Fifty-seven patients were identified (28 BHD, 29 HLRCC) with a median age of 47 years. The median and cumulative follow-up were 1 and 99 years, respectively. Baseline renal MRI occurred in 40/57 patients, and 33/57 had regular MRI as per the national guidelines (eviQ). Of 18/57 without baseline imaging, nine were yet to have imaging, seven were lost follow-up, and two patients had logistic difficulties. RCC was diagnosed in 11/57 patients: two of 28 with BHD were diagnosed with RCC aged 73 and 77, both prior to commencement of surveillance. Nine of 29 patients with HLRCC were diagnosed with RCC (one of 29 during surveillance at 47 years of age) and eight of 29 prior to commencement of surveillance (11-55 years). Amongst BHD patients, cutaneous fibrofolliculomas were noted in 15 patients, lung cysts were detected in seven patients, spontaneous pneumothoraces in five patients, and parotid oncocytoma in two of 28. Amongst those with HLRCC, cutaneous leiomyomas were noted in 19/29, cutaneous leiomyosarcoma diagnosed in one of 29, and uterine fibroids in 13 female patients.

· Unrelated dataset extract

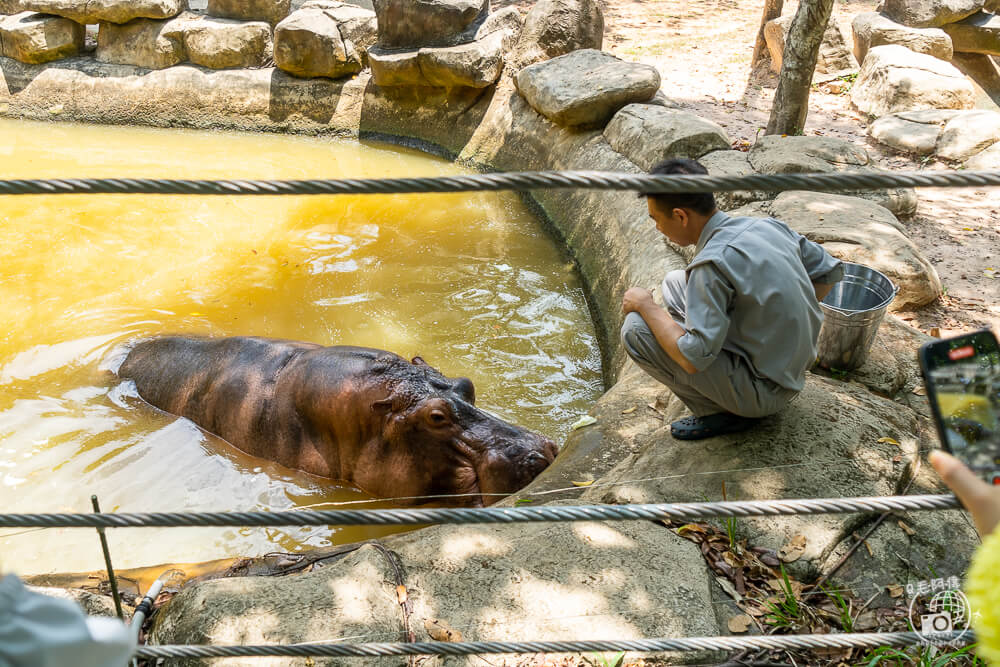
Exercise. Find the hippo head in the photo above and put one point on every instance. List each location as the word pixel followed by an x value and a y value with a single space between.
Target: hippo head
pixel 453 446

Evidence-based RCC screening in BHD and HLRCC cohort is feasible and able to identify incidental renal lesions. Multidisciplinary patient management enables expedited genetic counselling, diagnosis, longitudinal screening, and RCC management. The success of this clinical model warrants consideration of undertaking longitudinal screening of BHD and HLRCC patients by nephrologists.
我们旨在描述和分析澳大利亚一组Birt-Hogg-Dubé综合征(BHD)和遗传性平滑肌瘤病与肾细胞癌(HLRCC)患者的临床特征、特点以及对监测指南的依从性。

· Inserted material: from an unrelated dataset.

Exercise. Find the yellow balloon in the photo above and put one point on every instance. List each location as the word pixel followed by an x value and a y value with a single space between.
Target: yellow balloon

纳入2014年1月1日至2019年9月1日在皇家布里斯班妇女医院确诊为BHD或HLRCC的所有患者(HREC/17/QRBW/276)。所有患者最初由临床遗传学家进行评估和咨询,然后转诊至成人肾病科医生处。提取并分析基线和偶然出现的临床变量。
共确定57例患者(28例BHD,29例HLRCC),中位年龄47岁。中位随访时间和累积随访时间分别为1年和99年。57例患者中有40例进行了基线肾脏MRI检查,57例中有33例按照国家指南(eviQ)定期进行MRI检查。57例中18例未进行基线影像学检查,其中9例尚未进行影像学检查,7例失访,2例存在后勤困难。57例患者中有11例被诊断为肾细胞癌:28例BHD患者中有2例在73岁和77岁时被诊断为肾细胞癌,均在开始监测之前。29例HLRCC患者中有9例被诊断为肾细胞癌(29例中有1例在47岁监测期间),29例中有8例在开始监测之前(11 - 55岁)。在BHD患者中,15例患者发现皮肤纤维毛囊瘤,7例患者检测到肺囊肿,5例患者出现自发性气胸,28例中有2例出现腮腺嗜酸性细胞瘤。在HLRCC患者中,29例中有19例发现皮肤平滑肌瘤,29例中有1例诊断为皮肤平滑肌肉瘤,13例女性患者出现子宫肌瘤。
在BHD和HLRCC队列中进行基于证据的肾细胞癌筛查是可行的,并且能够识别偶然出现的肾脏病变。多学科患者管理能够加快遗传咨询、诊断、纵向筛查和肾细胞癌管理。这种临床模式的成功值得考虑由肾病科医生对BHD和HLRCC患者进行纵向筛查。